Sometimes it's hard to know which stocks to pick amid the dozens of options available on equity markets. But occasionally, some companies look so attractive that the decision isn't so difficult. Typically, they boast excellent track records, solid economic moats, and plenty of growth potential.

Let's look at two stocks that fit this description: Vertex Pharmaceuticals (VRTX -0.06%) and Visa (V -0.23%). For those with $1,000 to spare -- that's not being saved for a rainy day -- let's find out why putting that money to work by investing in these companies would be a brilliant move. 

1. Vertex Pharmaceuticals 

One of the keys to success as a biotech company is to develop medicines for diseases that are at least as good as the existing standards of care. Vertex Pharmaceuticals' goal goes further. The drugmaker focuses primarily on developing therapies for illnesses where there are no treatment options, or at least where there aren't any that treat the underlying causes of the disease in question.

This approach has produced excellent results, most notably in the cystic fibrosis (CF) field, where Vertex Pharmaceuticals is the undisputed leader. No other company in the world has created approved therapies that compete with Vertex's. Therein lies the biotech's competitive edge: a monopoly in its core therapeutic area. As a result, Vertex's results have been stellar in the past decade.

VRTX Revenue (Annual) Chart

VRTX Revenue (Annual) data by YCharts

So, economic moat, check. Track record, check. But where do Vertex's growth opportunities lie? First, the company isn't done growing in CF. More than 20,000 patients (out of 88,000) still need treatment. Vertex is working on enrolling those eligible for its current medicines while developing new ones for patients who can't be treated with any of its drugs.

Then, there is the company's non-CF pipeline. The company's mid- and late-stage programs should yield several approvals in the coming years. Two of Vertex's work-in-progress therapies that fit seamlessly into its strategy are inaxaplin, a potential treatment for APOL1-mediated kidney disease, and VX-864, an investigational medicine for alpha-1 antitrypsin deficiency. But the company's next launch should be exa-cel, a potential one-time curative treatment for a duo of genetic blood diseases with few therapy options.

And that's just the tip of the iceberg, as Vertex Pharmaceuticals boasts many other promising programs.
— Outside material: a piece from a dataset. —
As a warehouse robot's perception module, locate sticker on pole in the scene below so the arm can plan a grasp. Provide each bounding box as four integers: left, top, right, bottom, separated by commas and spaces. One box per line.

Sustaining excellent revenue and earnings growth -- and stock market performances -- shouldn't be a problem for the biotech in the next 10 years. At current levels, $1,000 is good for two shares of Vertex with plenty of spare change. Money well spent.

2. Visa 

Visa is one of those companies whose services people use every day. It is a leader in providing payment networks that help facilitate credit card transactions. Visa has only one notable direct competitor in this field, namely Mastercard.

Together, these two companies form a duopoly that will be exceedingly difficult to topple. That's because Visa benefits from a network effect. The more retailers there are within its ecosystem, the more attractive it becomes to consumers.

V Profit Margin Chart

V Profit Margin data by YCharts

Another aspect of Visa's business that's very attractive is the company's high profit margin. With an already established payment network, additional transactions don't add much to the company's costs.

V Revenue (Annual) Chart

V Revenue (Annual) data by YCharts

Visa's moat and excellent margins have fueled its performance over the past decade. But there is much more room to grow for the company, although its services and the cards that bear its brand already seem ubiquitous. There are at least two things that can provide a tailwind for the Visa. First, a general improvement in economic conditions leading to more spending by consumers and more credit card transactions.

Second, Visa could continue helping to displace whatever cash and check transactions remain. Experts generally predict that the global economy will keep improving, at least for the foreseeable future. And while it may not seem that way, consumers still purchase trillions in cash and checks. That means there is plenty of room for Visa to grow. Investors focused on the long game can't go wrong with this stock -- and $1,000 can afford four shares.